Saturday, January 7, 2012

Zombies Blamed for Honeybee Die Off

Fly Larvae emerging from a dead Honeybee
“Zombie” Fly Parasite Killing Honeybees

...John Hafernik, a biology professor at San Francisco State University, had collected some belly-up bees from the ground underneath lights around the University’s biology building. “But being an absent-minded professor,” he noted in a prepared statement, “I left them in a vial on my desk and forgot about them.” He soon got a shock. “The next time I looked at the vial, there were all these fly pupae surrounding the bees,” he said. A fly (Apocephalus borealis) had inserted its eggs into the bees, using their bodies as a home for its developing larvae. And the invaders had somehow led the bees from their hives to their deaths. A detailed description of the newly documented relationship was published online Tuesday in PLoS ONE. ...

Colony collapse disorder is a serious problem for bee keepers.  If this turns out to the cause (or at least a major contributor to the causes, maybe they can find a way to treat the problem.  Previously proposed causes include mites, fungus, pesticides, cell phones, starvation, global warming climate change, genetically modified crops, and voodoo.  OK, I made that last one up.  But it turns out it might be closer...

The parasitic fly lays eggs in a bee’s abdomen. Several days later, the parasitized bee bumbles out of the hives—often at night—on a solo mission to nowhere. These bees often fly toward light and wind up unable to control their own bodies. After a bee dies, as many as 13 fly larvae crawl out from the bee’s neck. The bees’ behavior seems similar to that of ants that are parasitized—and then decapitated from within—by other fly larvae from the Apocephalus genus.

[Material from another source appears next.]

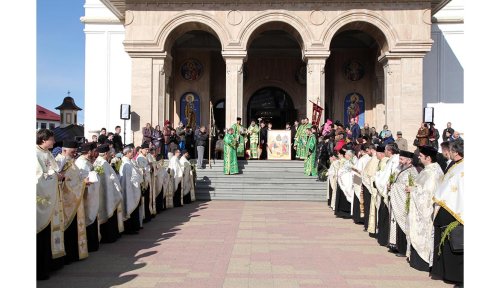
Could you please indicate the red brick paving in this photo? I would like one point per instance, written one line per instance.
(244, 244)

“When we observed the bees for some time—the ones that were alive—we found that they walked in circles, often with no sense of direction,” Andrew Core, a graduate student who works with Hafernik and a co-author on the new paper, said in a prepared statement, describing them as behaving “something like a zombie.” (Read about other parasites that turn their hosts into zombies in the article “Zombie Creatures.”)
 Zombies; is there anything we can't blame on them?